Despite what Punxsutawney Phil thinks, Central California has experienced some severe winter weather in the last few days.

Recent storms dropped the snow level in our local mountains down to 2,000 feet. And heavy rain and thunderstorms pushed rainfall totals for the season close to 100% of normal in some parts of the Central Valley.

"It has been unbelievable. If anybody had told me this was going to occur Wednesday or Thursday last week I would have said you are exaggerating," said meteorologist Steve Johnson.

Johnson is with Atmospherics Group International. He said Fresno picked up 1.30 inches of rain since Friday.

Most of that was from Monday's storm.

"It didn't look like anything last week and then on Sunday all of a sudden it blossomed. It was much bigger than it ever looked on computer models," Johnson said.

For the entire rainfall season since July 1, Fresno has been just under six inches at an average of 96%.

It just need another quarter inch of rain to hit 100%.

Johnson thinks Fresno is on the right track to continue this wet weather pattern through spring.

He said sea surface temperatures across the Pacific Ocean will keep the storm track aimed at California.

"So what is racing across from Japan is the jet stream as it goes across the Pacific Ocean into the west coast.

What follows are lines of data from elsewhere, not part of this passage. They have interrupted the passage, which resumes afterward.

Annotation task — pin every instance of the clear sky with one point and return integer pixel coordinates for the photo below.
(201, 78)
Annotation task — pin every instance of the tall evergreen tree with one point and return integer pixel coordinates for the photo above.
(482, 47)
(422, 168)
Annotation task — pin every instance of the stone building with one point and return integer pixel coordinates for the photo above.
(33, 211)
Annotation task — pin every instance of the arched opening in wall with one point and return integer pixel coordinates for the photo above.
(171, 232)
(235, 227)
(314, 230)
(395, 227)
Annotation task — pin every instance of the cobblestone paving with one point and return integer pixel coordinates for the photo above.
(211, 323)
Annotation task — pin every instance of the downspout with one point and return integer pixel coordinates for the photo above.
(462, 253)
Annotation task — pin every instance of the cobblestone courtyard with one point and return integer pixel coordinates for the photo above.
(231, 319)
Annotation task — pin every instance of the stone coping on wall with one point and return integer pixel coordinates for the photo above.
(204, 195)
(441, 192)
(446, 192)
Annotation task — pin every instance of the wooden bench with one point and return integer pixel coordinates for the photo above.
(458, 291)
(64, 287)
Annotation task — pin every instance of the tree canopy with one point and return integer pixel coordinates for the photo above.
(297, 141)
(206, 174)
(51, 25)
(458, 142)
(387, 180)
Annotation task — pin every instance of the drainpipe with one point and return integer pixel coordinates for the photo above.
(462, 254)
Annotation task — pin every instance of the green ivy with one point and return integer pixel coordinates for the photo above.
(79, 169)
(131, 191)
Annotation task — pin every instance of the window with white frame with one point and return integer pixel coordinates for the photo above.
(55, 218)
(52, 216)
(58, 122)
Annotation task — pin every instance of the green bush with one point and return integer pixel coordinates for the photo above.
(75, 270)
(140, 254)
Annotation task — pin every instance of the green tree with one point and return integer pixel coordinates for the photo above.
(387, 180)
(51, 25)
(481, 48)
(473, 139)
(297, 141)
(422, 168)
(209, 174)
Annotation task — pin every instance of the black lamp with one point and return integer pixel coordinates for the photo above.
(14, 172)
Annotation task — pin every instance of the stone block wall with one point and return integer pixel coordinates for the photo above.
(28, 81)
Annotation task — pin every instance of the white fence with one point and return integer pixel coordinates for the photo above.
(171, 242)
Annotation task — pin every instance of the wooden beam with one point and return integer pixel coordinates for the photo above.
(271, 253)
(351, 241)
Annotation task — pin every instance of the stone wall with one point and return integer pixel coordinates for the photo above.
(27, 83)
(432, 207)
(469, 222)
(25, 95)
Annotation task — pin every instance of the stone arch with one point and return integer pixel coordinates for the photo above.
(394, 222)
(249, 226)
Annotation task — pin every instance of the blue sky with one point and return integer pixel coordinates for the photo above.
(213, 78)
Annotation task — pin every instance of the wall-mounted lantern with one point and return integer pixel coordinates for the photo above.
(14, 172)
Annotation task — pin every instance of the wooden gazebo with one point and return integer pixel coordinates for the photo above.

I don't think that is going to change much between now and April or May," he said.

Recent storms have also helped produce two tornadoes in Central California, one east of Clovis and one near Mariposa.

Johnson thinks another twister or two will still be possible in the near future.

"The San Joaquin Valley, believe it or not, has the best wind shear component of any place in the United States - which comes as a surprise to many Californians," he said.